Gender-neutral policies won’t cut it

And gender-neutral policies like FMLA don’t cut it. FMLA gives workers 6 weeks off unpaid for family or medical emergencies. If a pregnant woman attempts to use this, that’s 6 weeks to have your baby, recover from pregnancy and bond with that baby, unpaid. Again, someone may say, Well it’s her choice to have a baby but how can one hide behind the “personal choice” argument when it’s an issue that most women will face —that’s like saying menstruation or menopause is a personal issue, personal sure but it’s also a women’s issue and therefore a societal issue. To listen to women calculate how they’ll group together their sick days, vacation days and their 6 weeks from FMLA -how they’ll work until the very last moment of their pregnancy so they can take most of their time after the baby is born, is heartbreaking.

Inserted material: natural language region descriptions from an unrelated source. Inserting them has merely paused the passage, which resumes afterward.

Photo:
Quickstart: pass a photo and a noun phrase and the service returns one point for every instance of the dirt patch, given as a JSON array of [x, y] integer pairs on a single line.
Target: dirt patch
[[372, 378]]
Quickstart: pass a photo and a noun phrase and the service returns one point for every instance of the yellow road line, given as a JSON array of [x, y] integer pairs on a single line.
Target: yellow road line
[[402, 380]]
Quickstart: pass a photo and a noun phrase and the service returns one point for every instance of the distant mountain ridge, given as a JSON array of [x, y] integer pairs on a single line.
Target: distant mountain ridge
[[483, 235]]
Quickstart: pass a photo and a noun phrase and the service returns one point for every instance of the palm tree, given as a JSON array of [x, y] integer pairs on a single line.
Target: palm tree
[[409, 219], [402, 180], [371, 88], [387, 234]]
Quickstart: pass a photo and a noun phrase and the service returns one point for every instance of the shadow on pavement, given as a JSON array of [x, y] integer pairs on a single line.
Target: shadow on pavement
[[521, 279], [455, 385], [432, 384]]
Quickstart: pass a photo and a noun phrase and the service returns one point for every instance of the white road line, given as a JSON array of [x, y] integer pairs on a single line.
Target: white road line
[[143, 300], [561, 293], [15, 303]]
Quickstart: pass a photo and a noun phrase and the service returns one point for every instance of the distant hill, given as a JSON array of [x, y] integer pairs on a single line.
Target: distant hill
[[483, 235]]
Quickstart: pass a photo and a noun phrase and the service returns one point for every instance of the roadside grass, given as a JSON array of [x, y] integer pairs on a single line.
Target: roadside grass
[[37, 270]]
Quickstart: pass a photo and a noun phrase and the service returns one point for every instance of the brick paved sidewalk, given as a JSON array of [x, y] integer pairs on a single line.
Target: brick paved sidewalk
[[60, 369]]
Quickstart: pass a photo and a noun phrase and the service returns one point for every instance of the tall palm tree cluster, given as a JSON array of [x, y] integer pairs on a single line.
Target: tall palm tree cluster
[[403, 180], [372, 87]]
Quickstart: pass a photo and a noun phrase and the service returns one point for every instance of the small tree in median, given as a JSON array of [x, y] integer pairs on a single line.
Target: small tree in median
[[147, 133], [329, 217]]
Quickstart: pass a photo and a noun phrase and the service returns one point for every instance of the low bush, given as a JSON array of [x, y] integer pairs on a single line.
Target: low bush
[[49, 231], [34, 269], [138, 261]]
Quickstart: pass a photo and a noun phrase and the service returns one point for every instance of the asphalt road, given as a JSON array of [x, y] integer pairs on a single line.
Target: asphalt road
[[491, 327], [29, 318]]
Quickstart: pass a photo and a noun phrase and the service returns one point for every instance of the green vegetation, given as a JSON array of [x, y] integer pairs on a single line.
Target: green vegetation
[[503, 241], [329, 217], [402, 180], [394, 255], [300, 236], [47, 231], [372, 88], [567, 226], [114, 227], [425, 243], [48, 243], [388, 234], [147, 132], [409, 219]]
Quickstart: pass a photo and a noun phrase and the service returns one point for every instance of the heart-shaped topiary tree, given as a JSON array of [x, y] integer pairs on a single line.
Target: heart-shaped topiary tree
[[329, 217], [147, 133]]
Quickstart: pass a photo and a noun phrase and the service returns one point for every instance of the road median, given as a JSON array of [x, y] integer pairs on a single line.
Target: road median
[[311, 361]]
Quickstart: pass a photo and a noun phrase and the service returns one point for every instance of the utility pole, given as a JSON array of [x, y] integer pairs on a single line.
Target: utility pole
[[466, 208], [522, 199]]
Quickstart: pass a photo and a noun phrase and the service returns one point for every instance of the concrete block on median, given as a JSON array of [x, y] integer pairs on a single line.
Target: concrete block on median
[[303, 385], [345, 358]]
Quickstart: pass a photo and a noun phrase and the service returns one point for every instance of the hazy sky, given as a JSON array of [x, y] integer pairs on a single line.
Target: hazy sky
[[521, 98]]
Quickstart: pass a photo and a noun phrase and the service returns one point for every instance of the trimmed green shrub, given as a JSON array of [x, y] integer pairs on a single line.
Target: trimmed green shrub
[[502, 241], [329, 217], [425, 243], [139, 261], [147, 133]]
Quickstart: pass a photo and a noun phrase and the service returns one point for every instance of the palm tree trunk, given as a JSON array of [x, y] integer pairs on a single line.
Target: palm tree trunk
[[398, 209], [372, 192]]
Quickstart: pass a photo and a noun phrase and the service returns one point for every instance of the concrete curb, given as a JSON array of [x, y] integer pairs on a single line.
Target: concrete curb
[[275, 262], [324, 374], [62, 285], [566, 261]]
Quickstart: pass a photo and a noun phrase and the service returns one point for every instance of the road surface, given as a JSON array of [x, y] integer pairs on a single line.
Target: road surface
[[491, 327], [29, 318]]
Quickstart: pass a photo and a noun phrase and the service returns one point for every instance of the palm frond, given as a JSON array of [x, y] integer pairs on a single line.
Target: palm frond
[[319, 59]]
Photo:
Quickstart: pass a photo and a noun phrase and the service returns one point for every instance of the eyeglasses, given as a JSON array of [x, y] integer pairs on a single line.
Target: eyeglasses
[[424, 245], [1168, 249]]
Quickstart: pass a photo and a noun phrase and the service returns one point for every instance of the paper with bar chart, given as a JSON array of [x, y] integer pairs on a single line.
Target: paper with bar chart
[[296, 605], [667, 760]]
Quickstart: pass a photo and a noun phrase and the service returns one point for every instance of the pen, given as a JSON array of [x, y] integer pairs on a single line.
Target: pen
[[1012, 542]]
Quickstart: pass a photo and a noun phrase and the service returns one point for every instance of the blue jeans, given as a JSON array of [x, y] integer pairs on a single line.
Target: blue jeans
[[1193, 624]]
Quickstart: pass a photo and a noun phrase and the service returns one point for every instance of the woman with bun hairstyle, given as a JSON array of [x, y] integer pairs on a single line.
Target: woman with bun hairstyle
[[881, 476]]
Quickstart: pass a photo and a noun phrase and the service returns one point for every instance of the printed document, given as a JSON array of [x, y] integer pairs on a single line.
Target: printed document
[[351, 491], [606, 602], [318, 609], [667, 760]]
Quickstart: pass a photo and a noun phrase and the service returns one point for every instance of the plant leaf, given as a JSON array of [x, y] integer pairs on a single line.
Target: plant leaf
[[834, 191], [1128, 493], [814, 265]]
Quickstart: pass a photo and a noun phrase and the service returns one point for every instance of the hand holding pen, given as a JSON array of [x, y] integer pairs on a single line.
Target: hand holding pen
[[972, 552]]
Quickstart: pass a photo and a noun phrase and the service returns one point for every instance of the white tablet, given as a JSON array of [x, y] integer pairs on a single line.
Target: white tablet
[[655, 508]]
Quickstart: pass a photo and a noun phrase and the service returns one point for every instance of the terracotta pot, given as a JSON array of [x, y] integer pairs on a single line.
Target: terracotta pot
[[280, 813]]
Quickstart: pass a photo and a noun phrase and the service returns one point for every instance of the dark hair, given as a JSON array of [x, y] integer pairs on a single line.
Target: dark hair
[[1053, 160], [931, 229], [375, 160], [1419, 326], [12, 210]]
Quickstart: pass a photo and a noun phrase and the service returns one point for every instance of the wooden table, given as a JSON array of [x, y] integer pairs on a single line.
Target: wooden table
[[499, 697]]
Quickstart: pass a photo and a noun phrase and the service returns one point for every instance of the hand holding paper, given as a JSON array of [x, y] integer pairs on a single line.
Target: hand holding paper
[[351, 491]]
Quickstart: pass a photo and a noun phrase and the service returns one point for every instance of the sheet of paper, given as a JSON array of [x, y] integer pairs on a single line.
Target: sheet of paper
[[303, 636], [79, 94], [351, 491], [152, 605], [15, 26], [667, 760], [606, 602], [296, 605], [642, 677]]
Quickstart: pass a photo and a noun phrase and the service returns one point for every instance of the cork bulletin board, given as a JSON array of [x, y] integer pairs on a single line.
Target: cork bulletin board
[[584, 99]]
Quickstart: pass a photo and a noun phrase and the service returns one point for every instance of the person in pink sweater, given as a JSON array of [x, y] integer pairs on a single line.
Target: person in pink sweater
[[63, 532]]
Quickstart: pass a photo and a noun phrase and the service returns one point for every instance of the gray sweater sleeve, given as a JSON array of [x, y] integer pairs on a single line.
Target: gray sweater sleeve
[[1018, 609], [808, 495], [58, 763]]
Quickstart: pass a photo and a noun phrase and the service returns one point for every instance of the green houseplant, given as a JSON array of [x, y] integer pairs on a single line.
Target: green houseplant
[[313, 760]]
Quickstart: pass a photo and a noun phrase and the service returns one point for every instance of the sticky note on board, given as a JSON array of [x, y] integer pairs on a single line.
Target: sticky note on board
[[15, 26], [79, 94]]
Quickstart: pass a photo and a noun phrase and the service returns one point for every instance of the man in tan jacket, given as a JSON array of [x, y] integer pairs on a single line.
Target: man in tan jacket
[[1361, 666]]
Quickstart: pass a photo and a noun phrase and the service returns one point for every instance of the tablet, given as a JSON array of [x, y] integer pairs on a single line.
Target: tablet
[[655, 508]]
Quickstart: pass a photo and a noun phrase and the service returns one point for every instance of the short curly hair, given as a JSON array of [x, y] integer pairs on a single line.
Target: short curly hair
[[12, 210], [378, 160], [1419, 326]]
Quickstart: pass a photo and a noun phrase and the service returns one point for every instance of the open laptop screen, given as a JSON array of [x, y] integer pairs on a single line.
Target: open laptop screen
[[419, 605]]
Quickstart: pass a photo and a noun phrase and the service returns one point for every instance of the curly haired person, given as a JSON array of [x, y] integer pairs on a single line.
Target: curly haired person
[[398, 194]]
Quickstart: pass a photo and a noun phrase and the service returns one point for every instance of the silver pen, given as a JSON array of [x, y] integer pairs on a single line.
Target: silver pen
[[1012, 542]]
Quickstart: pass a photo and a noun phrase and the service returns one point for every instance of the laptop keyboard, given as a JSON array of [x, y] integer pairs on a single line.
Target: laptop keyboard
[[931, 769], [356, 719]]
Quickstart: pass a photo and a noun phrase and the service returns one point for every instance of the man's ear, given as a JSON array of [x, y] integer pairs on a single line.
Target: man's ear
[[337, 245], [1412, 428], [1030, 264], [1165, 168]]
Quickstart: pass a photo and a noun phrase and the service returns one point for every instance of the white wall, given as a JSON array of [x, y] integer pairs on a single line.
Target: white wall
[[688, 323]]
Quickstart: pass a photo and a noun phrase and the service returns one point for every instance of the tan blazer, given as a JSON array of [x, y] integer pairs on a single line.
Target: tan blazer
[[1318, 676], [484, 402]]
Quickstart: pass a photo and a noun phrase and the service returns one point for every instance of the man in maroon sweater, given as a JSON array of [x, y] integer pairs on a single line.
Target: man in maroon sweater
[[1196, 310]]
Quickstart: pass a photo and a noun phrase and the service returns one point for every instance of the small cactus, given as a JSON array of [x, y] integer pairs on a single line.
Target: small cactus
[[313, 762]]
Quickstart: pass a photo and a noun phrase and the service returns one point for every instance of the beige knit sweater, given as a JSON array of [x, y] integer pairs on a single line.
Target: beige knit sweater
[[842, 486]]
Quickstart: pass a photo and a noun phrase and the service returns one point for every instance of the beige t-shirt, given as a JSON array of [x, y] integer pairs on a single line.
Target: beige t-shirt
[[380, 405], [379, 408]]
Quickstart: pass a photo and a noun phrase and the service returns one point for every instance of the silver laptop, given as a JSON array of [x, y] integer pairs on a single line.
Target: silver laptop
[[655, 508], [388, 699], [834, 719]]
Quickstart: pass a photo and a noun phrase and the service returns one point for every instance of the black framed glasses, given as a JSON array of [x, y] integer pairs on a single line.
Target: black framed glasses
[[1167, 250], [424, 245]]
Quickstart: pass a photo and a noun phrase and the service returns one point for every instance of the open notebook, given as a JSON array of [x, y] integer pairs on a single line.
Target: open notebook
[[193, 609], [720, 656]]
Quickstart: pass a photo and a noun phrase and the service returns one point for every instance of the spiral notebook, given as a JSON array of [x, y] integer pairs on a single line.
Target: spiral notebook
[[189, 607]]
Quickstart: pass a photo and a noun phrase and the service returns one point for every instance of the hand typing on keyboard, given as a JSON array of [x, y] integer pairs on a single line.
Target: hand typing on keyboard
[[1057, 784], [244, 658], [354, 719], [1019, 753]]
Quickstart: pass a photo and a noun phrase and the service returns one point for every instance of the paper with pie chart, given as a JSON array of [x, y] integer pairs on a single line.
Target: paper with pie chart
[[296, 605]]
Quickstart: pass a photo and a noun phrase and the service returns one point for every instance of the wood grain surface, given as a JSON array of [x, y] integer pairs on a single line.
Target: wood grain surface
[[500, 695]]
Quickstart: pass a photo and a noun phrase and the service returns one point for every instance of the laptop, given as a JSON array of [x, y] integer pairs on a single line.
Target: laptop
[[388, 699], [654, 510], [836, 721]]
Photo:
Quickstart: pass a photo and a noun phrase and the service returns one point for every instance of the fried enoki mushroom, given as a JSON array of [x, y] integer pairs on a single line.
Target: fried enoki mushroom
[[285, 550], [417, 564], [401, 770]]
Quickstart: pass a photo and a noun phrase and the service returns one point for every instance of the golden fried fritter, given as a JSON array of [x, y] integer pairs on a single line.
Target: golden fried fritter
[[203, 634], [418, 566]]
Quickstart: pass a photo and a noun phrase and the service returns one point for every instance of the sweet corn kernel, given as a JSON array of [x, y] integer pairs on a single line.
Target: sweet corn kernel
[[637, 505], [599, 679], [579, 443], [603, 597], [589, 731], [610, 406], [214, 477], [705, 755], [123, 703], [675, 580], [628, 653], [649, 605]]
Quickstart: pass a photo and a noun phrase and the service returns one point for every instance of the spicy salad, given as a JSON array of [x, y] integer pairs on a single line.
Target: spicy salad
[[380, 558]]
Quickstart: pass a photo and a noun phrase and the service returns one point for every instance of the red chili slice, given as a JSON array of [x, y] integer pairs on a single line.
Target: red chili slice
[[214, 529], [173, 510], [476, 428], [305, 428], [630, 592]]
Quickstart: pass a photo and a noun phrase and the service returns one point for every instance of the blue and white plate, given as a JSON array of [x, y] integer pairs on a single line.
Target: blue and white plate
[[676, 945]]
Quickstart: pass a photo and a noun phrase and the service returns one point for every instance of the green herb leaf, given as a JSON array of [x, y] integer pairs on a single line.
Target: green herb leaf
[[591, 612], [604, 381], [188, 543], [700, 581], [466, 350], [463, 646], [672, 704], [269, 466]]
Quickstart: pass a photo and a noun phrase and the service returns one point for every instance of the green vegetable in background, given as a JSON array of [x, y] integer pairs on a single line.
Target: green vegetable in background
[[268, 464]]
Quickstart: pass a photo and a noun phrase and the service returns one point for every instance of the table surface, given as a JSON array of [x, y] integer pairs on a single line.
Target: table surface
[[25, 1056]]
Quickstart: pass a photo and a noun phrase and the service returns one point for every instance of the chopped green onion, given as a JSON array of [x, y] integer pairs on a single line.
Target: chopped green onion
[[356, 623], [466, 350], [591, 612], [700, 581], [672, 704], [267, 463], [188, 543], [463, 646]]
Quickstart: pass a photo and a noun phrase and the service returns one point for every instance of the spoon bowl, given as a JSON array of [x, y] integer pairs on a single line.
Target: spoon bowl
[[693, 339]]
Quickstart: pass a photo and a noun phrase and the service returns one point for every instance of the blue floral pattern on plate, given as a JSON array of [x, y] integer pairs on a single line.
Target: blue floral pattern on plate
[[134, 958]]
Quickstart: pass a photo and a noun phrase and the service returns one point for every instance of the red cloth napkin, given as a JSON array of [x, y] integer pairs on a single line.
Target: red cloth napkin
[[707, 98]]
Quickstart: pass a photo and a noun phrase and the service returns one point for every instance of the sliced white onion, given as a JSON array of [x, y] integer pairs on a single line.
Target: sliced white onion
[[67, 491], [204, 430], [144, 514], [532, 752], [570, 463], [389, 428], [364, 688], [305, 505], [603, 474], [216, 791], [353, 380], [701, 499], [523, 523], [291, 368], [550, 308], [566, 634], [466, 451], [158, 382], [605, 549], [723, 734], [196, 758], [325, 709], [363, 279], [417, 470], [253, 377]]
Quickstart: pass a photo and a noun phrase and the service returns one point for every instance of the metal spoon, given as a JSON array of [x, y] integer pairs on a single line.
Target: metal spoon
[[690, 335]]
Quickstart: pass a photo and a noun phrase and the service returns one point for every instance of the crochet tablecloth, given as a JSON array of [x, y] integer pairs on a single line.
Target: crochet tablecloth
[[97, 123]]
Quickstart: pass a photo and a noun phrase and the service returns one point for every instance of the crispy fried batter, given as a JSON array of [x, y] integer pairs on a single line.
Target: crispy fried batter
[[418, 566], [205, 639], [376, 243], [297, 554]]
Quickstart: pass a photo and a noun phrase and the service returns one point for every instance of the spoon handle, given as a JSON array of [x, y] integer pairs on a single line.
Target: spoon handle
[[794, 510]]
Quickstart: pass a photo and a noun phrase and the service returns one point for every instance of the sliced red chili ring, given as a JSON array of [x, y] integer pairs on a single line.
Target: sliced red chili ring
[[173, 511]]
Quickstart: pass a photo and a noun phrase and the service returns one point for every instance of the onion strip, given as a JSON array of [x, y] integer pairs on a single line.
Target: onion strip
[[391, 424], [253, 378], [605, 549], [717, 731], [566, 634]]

A workforce that benefits from the labor of women needs to figure out how to support those women in their time of need, the only way to honestly do so is to acknowledge and support a woman’s role as caregiver. The “equal pay gap” is a distraction that removes us from acknowledging the real issue, which is that the American workplace was never built to accommodate women with families, the questions that are far more valuable then asking why women only make $.76 on the dollar is to ask why more companies don’t have nurseries, nursing rooms, flextime and maternity leave? These are the questions that matter most and their resolution will have a significant impact on the lives of women.